Interview
Tobias Stefer

Interview
Tobias Stefer

Tobias Stefer leitet den Athletikbereich der Junglöwen des TSV München von 1860. Er absolvierte neben dem Profisport sein Masterstudium im Bereich Sportwissenschaft an der DHGS und berichtet im Interview von seinen Erfahrungen als Student.

DHGS: Was sind Deine nächsten sportlichen Zielerstellungen?

TOBIAS STEFER: Leider erlitt ich Ende letzten Jahres eine schwerere Knieverletzung. Daher ist im Moment mein primäres sportliches Ziel, wieder fit und leistungsfähig zu werden, um auch selbst wieder auf dem Platz stehen zu können.

DHGS: Welche Module im Studium waren/sind für Dich am interessantesten?

TOBIAS STEFER: Ein für mich sehr interessantes Modul war die Leistungsphysiologie, da ich mich zum einen sehr für diesen Bereich interessiere und wir aufgrund der kleinen Studiengruppe detailliert und spezifisch auf viele Fragestellungen zum Thema Ernährung, bzw. Nahrungsergänzung und Stoffwechselvorgänge eingehen konnten.

DHGS: Konntest Du erworbene Inhalte aus dem Studium auch für Dein Training nutzen?

TOBIAS STEFER: Das Modul „Prävention und Regeneration“ im ersten Semester, sowie die beiden Module der „Leistungsdiagnostik und Leistungsoptimierung“ aus dem zweiten Fachsemester hatten für mich den größten direkten Transfer zu meiner beruflichen Tätigkeit.

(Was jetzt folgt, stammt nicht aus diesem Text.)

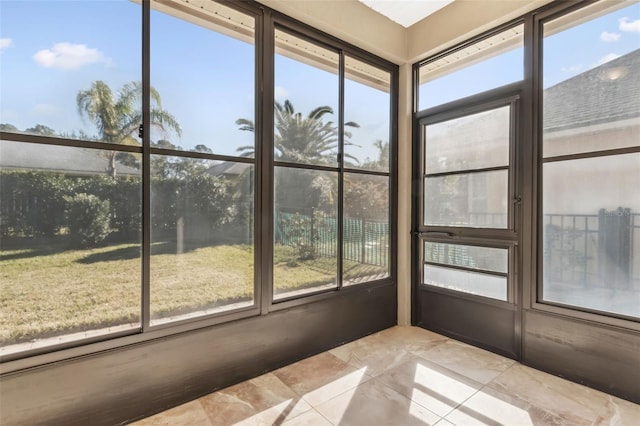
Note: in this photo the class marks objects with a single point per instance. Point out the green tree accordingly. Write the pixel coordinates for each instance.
(301, 139)
(118, 119)
(382, 161)
(41, 129)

Gerade präventive Diagnostik und eine ganzheitliche Betrachtung von Kompensationsmustern durch verschiedene Einflussfaktoren helfen mir im individuellen Training mit verletzten, aber auch gesunden Spielern. Aber auch die Inhalte der Leistungsdiagnostik und Leistungsoptimierung finden immer wieder Anklang in der Belastungssteuerung oder der Trainingsgestaltung im Mannschaftsbereich.

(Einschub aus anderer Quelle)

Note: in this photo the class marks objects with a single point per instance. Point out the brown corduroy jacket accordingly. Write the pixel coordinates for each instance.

DHGS: Was sind Deine größten Herausforderungen während des Studiums?

TOBIAS STEFER: Meine größte Herausforderung war es, das Studium neben der Arbeit nicht zu vernachlässigen oder das Lernen vor sich her zu schieben. Im Leistungssport kann es oftmals stressig werden und es gibt Zeiten im jeweiligen Saisonverlauf, in denen man mehr investieren muss, als in anderen. Gerade in diesen Phasen erwies sich die Lernplattform, auf die man jederzeit und überall zugreifen kann, als sehr hilfreich. So konnte ich beispielweise im Trainingslager ohne großen Aufwand weiter am Ball bleiben. Gelegentlich auch nur um mal kurz etwas nachzulesen.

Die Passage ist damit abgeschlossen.